In our opinion, the legal uncertainty as to questions of this kind increases the risk that a decision of the arbitration committee will be cancelled at a later point and consequently decreases the efficiency of this dispute resolution method. At the same time, it is necessary to take into account the fact that cancellation of these decisions may be sought for almost an unlimited period of time (although only for limited reasons; see above), as a motion for the cancellation of a decision of the arbitration committee can be filed not only within three months from its delivery to the party to the proceedings but also at a later point during enforcement proceedings.

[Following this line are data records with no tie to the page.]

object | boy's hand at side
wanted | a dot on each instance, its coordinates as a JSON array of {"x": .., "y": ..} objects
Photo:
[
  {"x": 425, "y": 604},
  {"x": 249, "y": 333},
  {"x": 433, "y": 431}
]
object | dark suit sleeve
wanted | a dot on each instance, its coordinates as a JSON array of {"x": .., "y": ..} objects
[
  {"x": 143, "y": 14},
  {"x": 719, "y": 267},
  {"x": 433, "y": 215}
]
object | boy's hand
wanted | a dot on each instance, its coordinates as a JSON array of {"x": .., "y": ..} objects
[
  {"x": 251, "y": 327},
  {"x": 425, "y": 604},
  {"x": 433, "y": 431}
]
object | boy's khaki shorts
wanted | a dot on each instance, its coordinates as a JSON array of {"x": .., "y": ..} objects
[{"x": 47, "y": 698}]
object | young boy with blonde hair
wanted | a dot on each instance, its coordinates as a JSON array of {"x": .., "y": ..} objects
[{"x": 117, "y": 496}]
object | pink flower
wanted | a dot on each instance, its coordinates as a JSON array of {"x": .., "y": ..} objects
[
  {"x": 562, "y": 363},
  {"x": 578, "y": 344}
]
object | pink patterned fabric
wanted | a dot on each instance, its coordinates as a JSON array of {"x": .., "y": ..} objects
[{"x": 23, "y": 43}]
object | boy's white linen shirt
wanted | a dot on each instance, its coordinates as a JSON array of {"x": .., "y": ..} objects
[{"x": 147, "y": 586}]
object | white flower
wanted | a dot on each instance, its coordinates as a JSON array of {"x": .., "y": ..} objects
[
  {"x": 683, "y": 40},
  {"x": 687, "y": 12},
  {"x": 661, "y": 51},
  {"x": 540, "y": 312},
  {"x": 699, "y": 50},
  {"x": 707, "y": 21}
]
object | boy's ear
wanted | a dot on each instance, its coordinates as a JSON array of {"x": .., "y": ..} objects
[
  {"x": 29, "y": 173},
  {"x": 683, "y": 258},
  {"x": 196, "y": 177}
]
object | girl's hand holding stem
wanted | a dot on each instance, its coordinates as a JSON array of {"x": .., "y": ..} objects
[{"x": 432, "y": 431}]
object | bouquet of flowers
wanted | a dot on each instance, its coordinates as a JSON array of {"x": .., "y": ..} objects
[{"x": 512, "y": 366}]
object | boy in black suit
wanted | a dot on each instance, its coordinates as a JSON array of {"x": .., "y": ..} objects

Thus, decisions issued by the arbitration committee could be also threatened at a later point by changes in case-law as was the case of arbitration clauses concluded in the past in favour of ad hoc arbitration centres.
As follows from the foregoing, it is without question that the creation of an arbitration committee in associations substantially strengthens the autonomy of associations and provides them with an instrument combining the advantages of independent decision-making in internal disputes with the possibility of enforcing such decisions. However, if associations decide to introduce such a body, they should expect rather high-level requirements for the quality of its management (and decision-making), but also some uncertainty regarding the future application of the relevant legislation. Thus, we are of the opinion that the introduction of such a body should be based on a thorough analysis of the effects of such a change as well as on discretion as to the scope of the conferred powers.